You are correct in that I did not specify what the actual problem is. There is a problem of perception, which the transparent bag policy will at least partly address, at relatively little cost. The problem of perception is almost certainly more troublesome than the reality in the majority of cases - the exceptions being notable - and while transparent bags may not be an effective deterrent, that doesn't mean they don't serve as one at all. There is also, in this case, a very real and well-known problem in American schools, including multiple guns confiscated and at least one credible threat in the past semester at this particular school.

I too kind of roll my eyes at the bag policy but it's at least an acknowledgement that something needs to be done about the problem - more than we've gotten from our politicians in the past two decades.


If it was a real problem they'd have metal detectors and security rather than security theater.

Who exactly is paying for those, and the training and staff to effectively operate and maintain them?

The taxpayer: this is a drop in the bucket in the areas that need them.

I'm sorry, I hope I don't come off like I'm minimizing a real problem here, but from the outside looking in, it just feels like an entirely alien line of reasoning that could only describe a solution to an imagined problem. However, I'm also missing the lived experience of what being in the US is like right now, and especially missing the context of being a child with peers that make threats like that weekly. I'm empathetic to that situation, but not to the framing that surveillance is somehow stopping those weekly rumours from being weekly atrocities. That's a huge leap.

> However, I'm also missing the lived experience of what being in the US is like right now,

I’m in the US and this story feels extremely foreign to me. Even hearing a rumor about a gun threat at my kids’ school or any of my friends’ kids’ schools would be a topic of discussion for the next year with parent-teacher meetings, the school communicating with parents to shed light on what happened, action plans, and so on. Fortunately nothing like that has happened, but this is the level of communication that happens for even rumored threats.

The US is a huge place, though. Some times I don’t think outsiders understand how big and diverse this country is.


When I was in school, the administration would work itself up into fits about "gangs infiltrating the schools" because an 11 year old wore a red or blue hat to class, clearly gang colors and a sign of the times.

This was in a wealthy suburb where people like that have to make up imaginary threats in order to feel something, and what better population to fret about than the kids.
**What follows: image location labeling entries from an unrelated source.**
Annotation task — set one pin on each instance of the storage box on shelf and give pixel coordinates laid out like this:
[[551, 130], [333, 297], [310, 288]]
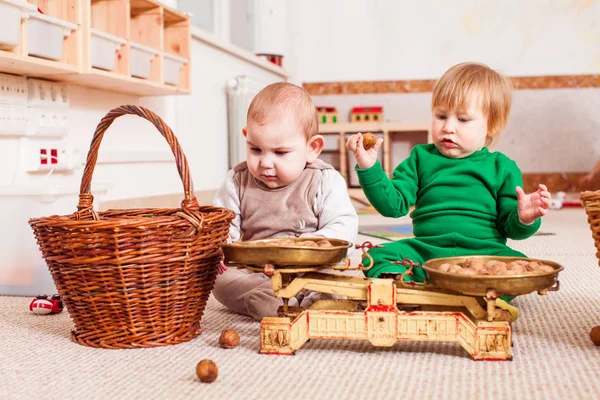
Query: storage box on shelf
[[11, 14], [139, 63], [137, 47], [48, 41]]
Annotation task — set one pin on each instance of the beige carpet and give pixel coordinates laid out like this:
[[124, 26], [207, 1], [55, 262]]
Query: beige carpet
[[553, 357]]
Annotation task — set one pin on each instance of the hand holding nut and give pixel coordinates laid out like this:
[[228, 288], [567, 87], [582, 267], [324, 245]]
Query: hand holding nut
[[369, 141], [229, 339]]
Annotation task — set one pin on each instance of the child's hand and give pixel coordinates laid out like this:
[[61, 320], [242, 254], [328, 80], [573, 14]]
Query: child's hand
[[310, 235], [532, 206], [587, 178], [222, 268], [364, 158]]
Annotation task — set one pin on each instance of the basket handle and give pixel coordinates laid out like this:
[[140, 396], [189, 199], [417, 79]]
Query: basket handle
[[189, 205]]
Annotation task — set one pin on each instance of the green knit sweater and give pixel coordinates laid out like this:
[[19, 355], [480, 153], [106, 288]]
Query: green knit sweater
[[473, 196]]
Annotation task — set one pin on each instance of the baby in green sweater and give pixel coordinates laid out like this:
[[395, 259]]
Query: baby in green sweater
[[467, 200]]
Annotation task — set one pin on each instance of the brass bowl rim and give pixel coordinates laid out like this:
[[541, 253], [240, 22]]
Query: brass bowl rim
[[557, 267], [343, 244]]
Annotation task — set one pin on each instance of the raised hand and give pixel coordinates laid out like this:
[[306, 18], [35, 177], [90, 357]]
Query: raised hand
[[364, 158], [532, 206], [222, 268]]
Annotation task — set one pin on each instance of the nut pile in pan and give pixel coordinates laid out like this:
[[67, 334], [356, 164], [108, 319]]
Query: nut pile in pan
[[478, 266]]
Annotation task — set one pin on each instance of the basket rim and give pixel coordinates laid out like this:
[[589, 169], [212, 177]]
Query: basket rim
[[123, 221]]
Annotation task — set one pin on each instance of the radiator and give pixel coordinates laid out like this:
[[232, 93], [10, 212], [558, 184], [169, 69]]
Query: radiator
[[240, 92]]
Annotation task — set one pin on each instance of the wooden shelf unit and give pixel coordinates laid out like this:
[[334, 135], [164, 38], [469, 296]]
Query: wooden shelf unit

There was also a wealthy suburb with an actual gang whose existence was swept under the rug for years until they murdered a random 16 year old: https://www.newyorker.com/magazine/2024/07/01/how-a-homegrow...

The cops' reluctance to investigate probably had something to do with the fact that some of the gang members were white student athletes with very wealthy families.


That's a real thing that actually happened, my school administration was worried about "ethnic" gangs and rappers they saw on MTV turning 11 year old white kids into, using their words, "gangstas". Same people were running around like headless chickens about "rainbow parties" and FPS games a couple of years before.

They're not saying how many of these "spotted threats" are false positives.

I'm sure they're "real" threats to muh auhtoritah.

How dare some teenager thumb their nose at the almighty rules of the state by <checks notes> vaping in the bathroom.


Probably flagging vapes and recorders as guns . . .

>The fact it’s then immediately followed up with stats about gun violence does sort of imply we’re talking about serious threats…

Or they're trying to appeal to the emotion of "the usual demographic suspects" who they need to simp for this.